TensorRT-LLM PyTorch Memory Fraction Automatically Limited to 0.14 Despite KV Cache Configuration

When serving the GPT-OSS-20B model using TensorRT-LLM’s trtllm-serve command, the PyTorch memory fraction is automatically limited to 0.14 (14%) despite explicitly configuring KV cache memory through both YAML configuration files and CLI arguments.

Environment

  1. Platform: NVIDIA DGX Spark / GB10
  2. GPU: RTX 6000 ADA (120GB VRAM)
  3. Container Image: nvcr.io/nvidia/tensorrt-llm/release:spark-single-gpu-dev
  4. TensorRT-LLM Version: 1.1.0rc3
  5. PyTorch Version: 2.8.0a0+5228986c39.nv25.6
  6. Model: openai/gpt-oss-20b (FP8 quantized)

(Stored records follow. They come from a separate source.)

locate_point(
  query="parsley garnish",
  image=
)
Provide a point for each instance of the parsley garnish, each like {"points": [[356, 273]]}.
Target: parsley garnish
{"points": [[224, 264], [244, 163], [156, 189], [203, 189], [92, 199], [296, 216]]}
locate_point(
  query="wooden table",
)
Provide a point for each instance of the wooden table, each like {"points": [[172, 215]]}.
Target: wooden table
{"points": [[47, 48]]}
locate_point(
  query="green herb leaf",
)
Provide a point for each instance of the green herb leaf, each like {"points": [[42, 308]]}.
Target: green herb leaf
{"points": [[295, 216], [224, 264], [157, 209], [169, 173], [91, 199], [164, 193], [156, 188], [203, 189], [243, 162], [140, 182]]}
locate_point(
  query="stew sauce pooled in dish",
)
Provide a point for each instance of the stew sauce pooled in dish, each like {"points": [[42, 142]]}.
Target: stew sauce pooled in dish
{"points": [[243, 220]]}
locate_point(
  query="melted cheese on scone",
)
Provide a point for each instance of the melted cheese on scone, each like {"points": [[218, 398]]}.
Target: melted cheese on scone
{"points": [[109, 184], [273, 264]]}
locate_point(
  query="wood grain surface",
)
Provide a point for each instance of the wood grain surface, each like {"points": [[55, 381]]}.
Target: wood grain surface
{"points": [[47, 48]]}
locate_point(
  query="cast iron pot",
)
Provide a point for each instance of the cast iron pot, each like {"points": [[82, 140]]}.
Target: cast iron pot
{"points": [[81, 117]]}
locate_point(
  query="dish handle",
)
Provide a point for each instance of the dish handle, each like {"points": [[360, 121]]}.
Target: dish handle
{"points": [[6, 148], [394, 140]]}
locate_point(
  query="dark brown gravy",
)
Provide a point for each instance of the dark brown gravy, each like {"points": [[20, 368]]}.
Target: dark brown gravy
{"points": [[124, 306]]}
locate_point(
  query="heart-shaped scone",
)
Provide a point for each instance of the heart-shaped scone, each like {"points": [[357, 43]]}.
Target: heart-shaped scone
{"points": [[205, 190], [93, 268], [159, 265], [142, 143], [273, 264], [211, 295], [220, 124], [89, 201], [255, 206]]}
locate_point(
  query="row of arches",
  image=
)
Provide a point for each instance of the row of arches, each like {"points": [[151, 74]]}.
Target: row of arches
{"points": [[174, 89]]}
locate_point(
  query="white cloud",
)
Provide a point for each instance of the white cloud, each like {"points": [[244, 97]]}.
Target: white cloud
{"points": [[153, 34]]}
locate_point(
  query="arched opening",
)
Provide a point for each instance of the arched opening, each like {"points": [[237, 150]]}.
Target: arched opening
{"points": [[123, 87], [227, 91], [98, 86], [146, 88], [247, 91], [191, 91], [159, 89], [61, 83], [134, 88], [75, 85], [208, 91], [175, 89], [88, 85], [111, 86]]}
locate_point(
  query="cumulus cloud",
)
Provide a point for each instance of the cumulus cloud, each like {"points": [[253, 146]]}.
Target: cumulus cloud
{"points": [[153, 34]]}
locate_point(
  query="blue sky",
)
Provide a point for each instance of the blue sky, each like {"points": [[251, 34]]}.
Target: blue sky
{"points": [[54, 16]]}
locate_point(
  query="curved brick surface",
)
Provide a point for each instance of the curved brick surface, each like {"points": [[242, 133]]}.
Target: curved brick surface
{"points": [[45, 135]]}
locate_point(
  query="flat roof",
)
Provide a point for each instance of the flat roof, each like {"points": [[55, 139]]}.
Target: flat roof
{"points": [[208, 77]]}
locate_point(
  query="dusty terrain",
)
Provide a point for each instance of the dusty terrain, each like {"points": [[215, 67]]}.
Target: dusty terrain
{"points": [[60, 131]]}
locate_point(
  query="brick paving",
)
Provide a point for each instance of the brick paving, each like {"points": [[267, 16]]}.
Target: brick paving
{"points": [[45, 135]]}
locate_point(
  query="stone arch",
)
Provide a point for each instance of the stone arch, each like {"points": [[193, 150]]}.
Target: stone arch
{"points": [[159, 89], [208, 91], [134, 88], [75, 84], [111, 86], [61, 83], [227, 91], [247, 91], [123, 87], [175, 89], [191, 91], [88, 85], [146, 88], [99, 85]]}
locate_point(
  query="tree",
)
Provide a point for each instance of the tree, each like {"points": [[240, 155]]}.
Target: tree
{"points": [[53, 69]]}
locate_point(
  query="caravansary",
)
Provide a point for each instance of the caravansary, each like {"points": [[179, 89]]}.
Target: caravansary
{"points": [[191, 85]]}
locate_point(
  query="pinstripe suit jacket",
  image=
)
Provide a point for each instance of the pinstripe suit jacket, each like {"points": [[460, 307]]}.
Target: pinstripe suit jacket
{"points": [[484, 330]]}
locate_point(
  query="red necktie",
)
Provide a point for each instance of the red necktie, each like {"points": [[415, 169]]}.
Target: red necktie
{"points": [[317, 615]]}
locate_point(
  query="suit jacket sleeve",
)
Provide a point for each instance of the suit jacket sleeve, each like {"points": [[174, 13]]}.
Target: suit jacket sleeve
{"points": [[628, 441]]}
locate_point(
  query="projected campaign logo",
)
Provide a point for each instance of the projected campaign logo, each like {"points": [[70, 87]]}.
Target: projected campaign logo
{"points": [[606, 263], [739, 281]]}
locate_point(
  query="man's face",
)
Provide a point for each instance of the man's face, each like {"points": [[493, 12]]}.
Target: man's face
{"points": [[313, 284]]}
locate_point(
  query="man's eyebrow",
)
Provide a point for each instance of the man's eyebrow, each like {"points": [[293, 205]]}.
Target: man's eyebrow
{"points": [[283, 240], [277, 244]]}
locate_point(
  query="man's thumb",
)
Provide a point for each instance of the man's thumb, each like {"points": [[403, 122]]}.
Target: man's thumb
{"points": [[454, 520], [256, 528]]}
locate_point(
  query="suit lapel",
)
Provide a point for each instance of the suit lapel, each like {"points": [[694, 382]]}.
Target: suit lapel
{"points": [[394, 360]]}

1. Create YAML Configuration File

cat > /tmp/extra-llm-api-config.yml <<'EOF'
print_iter_log: false
max_batch_size: 64
max_seq_len: 16384
max_input_len: 16384
max_num_tokens: 4096
enable_chunked_prefill: true

kv_cache_config:
  dtype: "auto"
  max_tokens: 200000
  enable_block_reuse: true
  onboard_blocks: true

cuda_graph_config:
  enable_padding: true

disable_overlap_scheduler: true
enable_iter_perf_stats: true
EOF

2. Launch Server

trtllm-serve "/models/gpt-oss-20b" \
  --host 0.0.0.0 \
  --port 8355 \
  --max_batch_size 64 \
  --max_seq_len 16384 \
  --max_input_len 16384 \
  --max_num_tokens 4096 \
  --trust_remote_code \
  --extra_llm_api_options /tmp/extra-llm-api-config.yml

3. Alternative Configurations Tested

Attempt A: Using free_gpu_memory_fraction

kv_cache_config:
  dtype: "auto"
  free_gpu_memory_fraction: 0.8

Attempt B: Using max_gpu_total_bytes

kv_cache_config:
  dtype: "auto"
  max_gpu_total_bytes: 85899345920  # 80GB

Attempt C: CLI arguments only (minimal YAML)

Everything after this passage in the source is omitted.